Update: Delta Sharing is now generally available on AWS and Azure.
The data lakehouse has enabled us to consolidate our data management architectures, eliminating silos and leverage one common platform for all use cases. The unification of data warehousing and AI use cases on a single platform is a huge step forward for organizations, but once they've taken that step, the next question to consider is "how do we share that data simply and securely no matter which client, tool or platform the recipient is using to access it?" Luckily, the lakehouse has an answer to this question too: data sharing with Delta Sharing.
Delta Sharing is the world's first open protocol for securely sharing data internally and across organizations in real-time, independent of the platform on which the data resides. It's a key component of the openness of the lakehouse architecture, and a key enabler for organizing our data teams and access patterns in ways that haven't been possible before, such as data mesh.
Secure by Design
It's important to note that Delta Sharing has been built from the ground up with security in mind, allowing you to leverage the following features out of the box whether you use the open source version or its managed equivalent:
- End-to-end TLS encryption from client to server to storage account
- Short lived credentials such as pre-signed URLs are used to access the data
- Easily govern, track, and audit access to your shared data sets via Unity Catalog
The best practices that we'll share as part of this blog are additive, allowing customers to align the appropriate security controls to their risk profile and the sensitivity of their data.
Security Best Practices
Our best practice recommendations for using Delta Sharing to share sensitive data are as follows:
- Assess the open source versus the managed version based on your requirements
- Set the appropriate recipient token lifetime for every metastore
- Establish a process for rotating credentials
- Consider the right level of granularity for Shares, Recipients & Partitions
- Configure IP Access Lists
- Configure Databricks Audit logging
- Configure network restrictions on the Storage Account(s)
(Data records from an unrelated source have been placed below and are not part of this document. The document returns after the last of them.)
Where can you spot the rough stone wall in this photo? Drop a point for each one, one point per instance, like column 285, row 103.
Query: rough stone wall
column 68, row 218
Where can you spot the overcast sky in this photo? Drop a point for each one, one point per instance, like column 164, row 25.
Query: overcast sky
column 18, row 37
- Configure logging on the Storage Account(s)
1. Assess the open source versus the managed version based on your requirements
As we have established above, Delta Sharing has been built from the ground up with security top of mind. However, there are advantages to using the managed version:
- Delta Sharing on Databricks is provided by Unity Catalog, which allows you to provide fine-grained access to any data sets between different sets of users centrally from one place. With the open source version, you would need to separate data sets that have various data access rights amongst several sharing servers, and you would also need to impose access restrictions on those servers and the underlying storage accounts. For ease of deployment, a docker image is provided with the open source version, but it is important to note that scaling deployments across large enterprises will pose a non-trivial overhead on the teams responsible for managing them.
- Just like the rest of the Databricks Lakehouse Platform, Unity Catalog is provided as a managed service. You don't need to worry about things like the availability, uptime and maintenance of the service because we worry about that for you.
- Unity Catalog allows you to configure comprehensive audit logging capabilities out of the box.
- Data owners will be able to manage shares using SQL syntax. Additionally, REST APIs are available to manage shares. Using familiar SQL syntax simplifies the way we share data, reducing the administrative burden.
- Using the open source version, you're responsible for the configuration, infrastructure and management of data sharing but with the managed version all this functionality is available out of the box.
For these reasons, we recommend assessing both versions and making a decision based on your requirements. If ease of setup and use, out-of-the-box governance and auditing, and outsourced service management are important to you, the managed version will likely be the right choice.
2. Set the appropriate recipient token lifetime for every metastore
When you enable Delta Sharing, you configure the token lifetime for recipient credentials. If you set the token lifetime to 0, recipient tokens never expire.
Setting the appropriate token lifetime is critically important for regulatory, compliance and reputational standpoint. Having a token that never expires is a huge risk; therefore, it is recommended using short-lived tokens as best practice. It is far easier to grant a new token to a recipient whose token has expired than it is to investigate the use of a token whose lifetime has been improperly set.
3. Establish a process for rotating credentials
There are a number of reasons that you might want to rotate credentials, from the expiry of an existing token, concerns that a credential may have been compromised, or even just that you have modified the token lifetime and want to issue new credentials that respect that expiration time.
To ensure that such requests are fulfilled in a predictable and timely manner, it's important to establish a process, preferably with an established SLA. This could be integrated well into your IT service management process, with the appropriate action completed by the designated data owner, data steward or DBA for that metastore.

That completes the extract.